Suffolk County prosecutors said they would fight to make sure Ray stayed in prison.
“This defendant stalked and murdered a 14-year-old boy who went out of his way to avoid a conflict. The defendant’s fellow gang members tried to thwart the investigation and these proceedings. Despite the intrusion of gang activity into the courtroom, he got a full, fair trial and a conviction based on the evidence. That’s much more than he gave Dakeem Galloway before taking the boy’s life. This defendant was sentenced to life in prison for the premeditated murder of an innocent child. Based on the facts of this case, we expect to argue that he deserves every day of that sentence,’’ District Attorney Daniel F. Conley said in a statement.
Attorney Robert F. Shaw Jr., Ray’s attorney, said Ray’s convictions should have been thrown out.

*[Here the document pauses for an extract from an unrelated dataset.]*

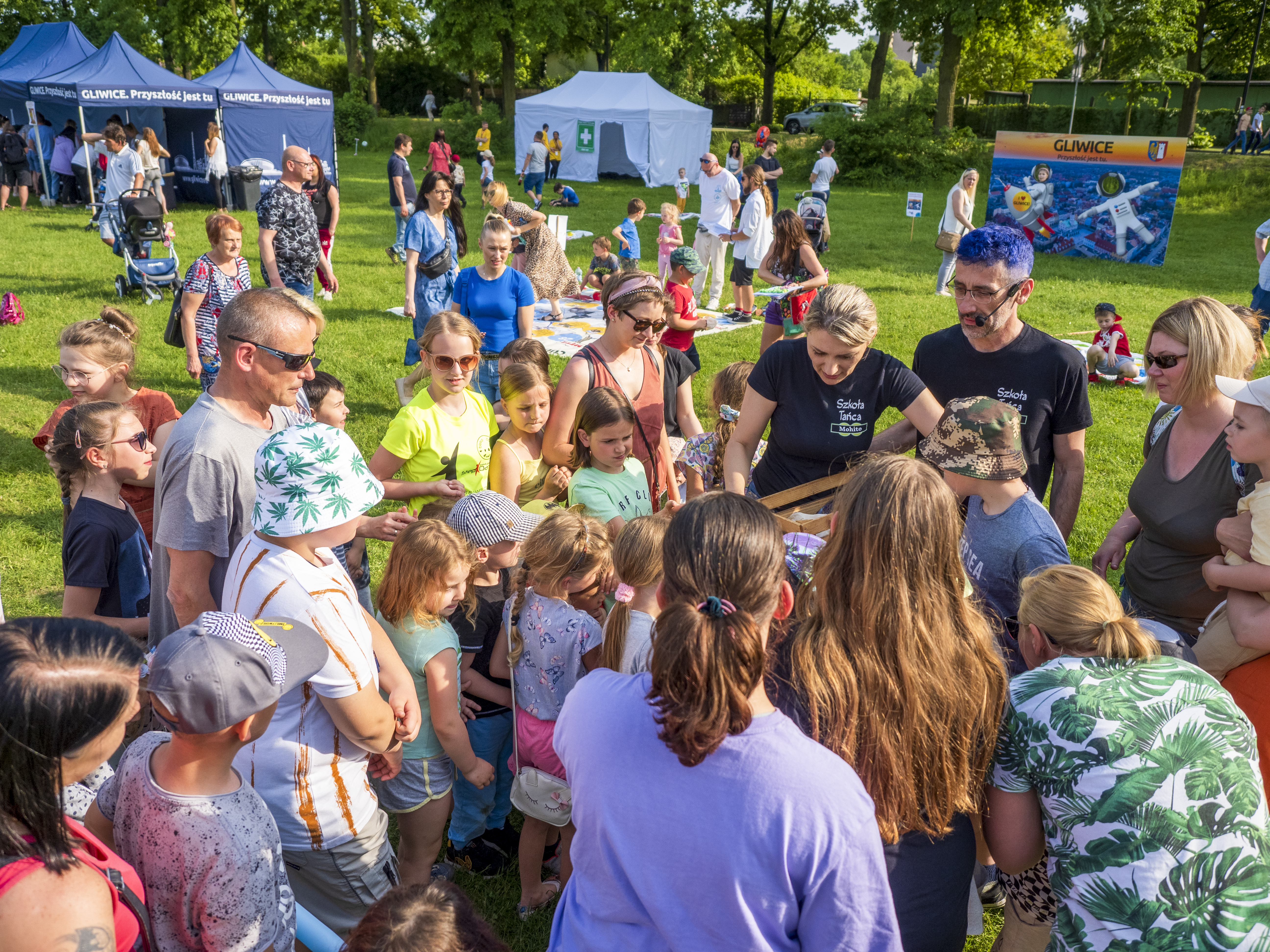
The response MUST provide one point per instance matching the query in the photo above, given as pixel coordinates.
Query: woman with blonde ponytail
(702, 810)
(1136, 771)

“We respect the Supreme Judicial Court and we vigorously disagree with this decision. The judgments in this case should have been reversed. As for the District Attorney’s public declarations of gang involvement, they are completely unfounded and contradict what prosecutors have represented in court for nearly a decade,’’ Shaw said in a statement.
Shaw, on the other hand, said he was pleased that “the blind, automatic sentence of life without parole no longer has force and effect in Mr. Ray’s case.’’
After the SJC decision striking down life without parole sentences for juveniles was announced in December, lawyers told the Globe that such prisoners would have to have served at least 15 years before being considered for parole.
Lawmakers and prosecutors are pressing legislation on Beacon Hill that would amend the law to require juvenile murderers to have served at least 35 years before parole eligiblity.
For adults, life without parole remains the mandatory sentence for first-degree murder.